Python3 compatibility #319

kba · 2019-01-03T17:56:38Z

This is another go to make most of the engine compatible with python3, because ocropy is the last python2 holdout in the open source ecosphere. Even with development effectively ceased, it's still widely used and should at least be forward-compatible with python 3.4+.

Basically, we don't want to keep supporting Python2 in our stack just for ocropy :-)

Uses six as a compatibility library to handle things like unicode/byte strings, urlopen, pickle.

Updates the CircleCI configuration to the current format and tests across 2.7 and 3.4-3.7.

Since the test suite isn't that intuitive, I cannot guarantee I didn't break stuff.

I'm somewhat baffled that the default model (pickled with python2) would work for the python3 variant of rpred. I suspect an error in the setup, but see e.g the output in https://circleci.com/gh/OCR-D/ocropy/38, ctrl-f for # loading object ./models/en-default.pyrnn.gz. I remember @mittagessen predicting this to fail because of some of the old-style classes used but it doesn't...

This also updates scipy, numpy, matplotlib and introduces imageio to work against some of the DeprecationWarnings that have turned into Errors in more recent versions of the libraries.

Some hacky type conversions (like converting boolean image arrays to float32) need further scrutiny.

Feedback is appreciated.

@tmbdev @zuphilip @syedsaqibbukhari @QuLogic @amitdo @mittagessen @wrznr @finkf

…allout

….imwrite, fix (?) a few conversions, reenable all tests

kba · 2019-01-04T08:46:23Z

Published this PR as a fork to pypi to test integrations. If anyone's interested, it can be installed with

pip install ocrd-fork-ocropy==1.4.0a3

mittagessen · 2019-01-07T10:07:42Z

I only ran a cursory test but it seems to work.

I'm fairly certain that unpickling old-style classes on python 3 didn't work at some point in the past but it eminently does now. You might want to change all the class definitions in lstm.py to new style as python 3 classes auto-inherit from object now.

amitdo · 2019-01-07T10:41:10Z

I'm fairly certain that unpickling old-style classes on python 3 didn't work at some point in the past but it eminently does now

https://bugs.python.org/issue5180

You might want to change all the class definitions in lstm.py to new style as python 3 classes auto-inherit from object now.

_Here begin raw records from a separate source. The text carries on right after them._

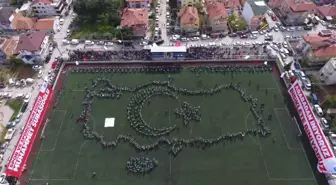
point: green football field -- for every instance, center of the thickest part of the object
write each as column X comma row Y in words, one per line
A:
column 65, row 157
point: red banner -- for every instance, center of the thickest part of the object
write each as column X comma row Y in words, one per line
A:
column 22, row 149
column 319, row 143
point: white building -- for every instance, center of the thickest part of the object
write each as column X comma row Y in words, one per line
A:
column 47, row 8
column 328, row 72
column 253, row 13
column 33, row 47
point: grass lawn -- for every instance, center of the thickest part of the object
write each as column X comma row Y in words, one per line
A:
column 84, row 30
column 65, row 157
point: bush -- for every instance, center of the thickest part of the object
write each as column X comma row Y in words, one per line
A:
column 329, row 102
column 15, row 105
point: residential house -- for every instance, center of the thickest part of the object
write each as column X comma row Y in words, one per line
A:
column 47, row 8
column 326, row 12
column 4, row 3
column 189, row 19
column 253, row 13
column 317, row 49
column 190, row 3
column 217, row 17
column 33, row 47
column 5, row 14
column 137, row 3
column 47, row 25
column 26, row 9
column 136, row 19
column 324, row 2
column 232, row 5
column 328, row 72
column 293, row 12
column 20, row 22
column 8, row 48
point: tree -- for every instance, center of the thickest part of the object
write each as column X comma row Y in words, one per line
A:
column 288, row 66
column 15, row 61
column 124, row 33
column 91, row 8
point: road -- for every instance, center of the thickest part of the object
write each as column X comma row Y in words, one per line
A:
column 163, row 20
column 33, row 89
column 62, row 50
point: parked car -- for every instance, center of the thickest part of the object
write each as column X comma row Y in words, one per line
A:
column 40, row 74
column 3, row 147
column 324, row 123
column 24, row 107
column 74, row 41
column 243, row 36
column 318, row 110
column 10, row 124
column 36, row 67
column 109, row 44
column 10, row 133
column 65, row 41
column 27, row 97
column 306, row 84
column 233, row 35
column 302, row 75
column 297, row 65
column 2, row 85
column 18, row 118
column 89, row 42
column 308, row 28
column 101, row 42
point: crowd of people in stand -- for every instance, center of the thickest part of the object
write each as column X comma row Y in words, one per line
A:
column 141, row 165
column 91, row 55
column 104, row 88
column 218, row 52
column 192, row 53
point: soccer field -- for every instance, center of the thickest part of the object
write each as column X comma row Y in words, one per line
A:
column 200, row 123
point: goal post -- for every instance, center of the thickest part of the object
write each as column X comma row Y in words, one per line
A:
column 299, row 130
column 43, row 129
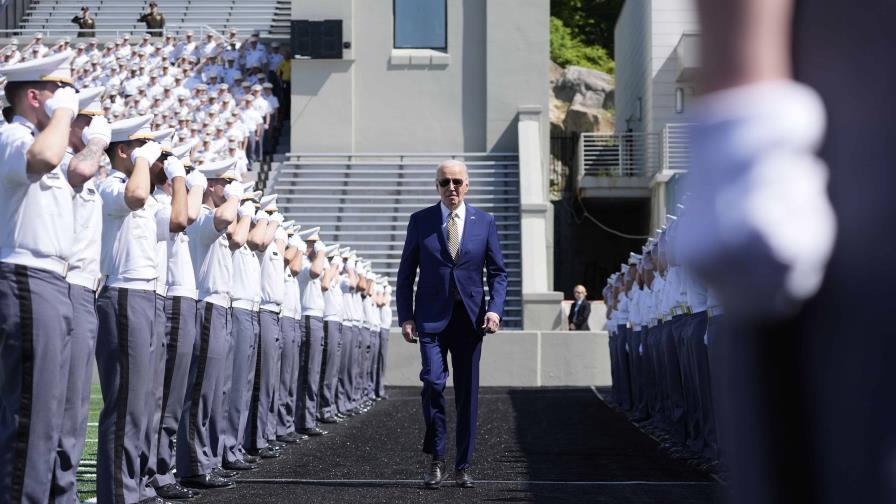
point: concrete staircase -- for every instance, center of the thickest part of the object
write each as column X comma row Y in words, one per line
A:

https://portingguide.readthedocs.io/en/latest/classes.html

mittagessen · 2019-01-07T15:21:05Z

https://portingguide.readthedocs.io/en/latest/classes.html

Sorry, I might've been a bit unclear. Old-style and new-style definitions for these classes are equivalent on py3 and updating these to the now common class foo(object) syntax is little more than a nice hint that the code has been touched in the last ten years. I doubt anybody has ever done multiple inheritance on these classes, so it shouldn't break anything on py2.7

zuphilip · 2019-01-13T16:17:32Z

Hey @kba this looks very interesting! I agree that it would be good to make sure that ocropy also runs on python3. It seems that it is now easier to achieve python2 and python3 compatibility with libraries like six. Let me ask some general questions before looking deeper at the code:

Is it okay to first look into this PR also it will create merge conflicts with possibly every other PR? (I think: yes)
Should we be concerned about @tmbdev that he could not want this PR? (I don't think so.)
Is the pip command still the same after your last commits?
Did you see any difference in your tests for the new code or under Python 3?
Is this PR ready to review or are you still working on it (e.g. hacky type conversions)?

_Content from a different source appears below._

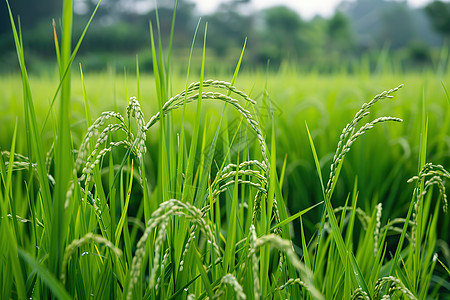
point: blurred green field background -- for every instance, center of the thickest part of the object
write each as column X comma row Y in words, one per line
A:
column 383, row 159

Conflicts: ocropus-gpageseg

kba · 2019-01-14T09:05:45Z

Is it okay to first look into this PR also it will create merge conflicts with possibly every other PR? (I think: yes)

The conflicts will be substantial but trivial since structurally nothing should change, just syntax and some API calls in a lot of places.

Should we be concerned about @tmbdev that he could not want this PR? (I don't think so.)

Since this makes no essential changes except future-proofing the code, I wouldn't think so.

Is the pip command still the same after your last commits?

No, just updated it to c773dd2

pip install ocrd-fork-ocropy==1.4.0a3

Did you see any difference in your tests for the new code or under Python 3?

I did not, it works surprisingly (suspiciously :D) well across versions. I've slightly extended run-test-ci but the codebase being what it is, there is no guarantee nothing did break. If something broke through my changes, it broke for py2 and py3 since the log files from the test suite look the same to me.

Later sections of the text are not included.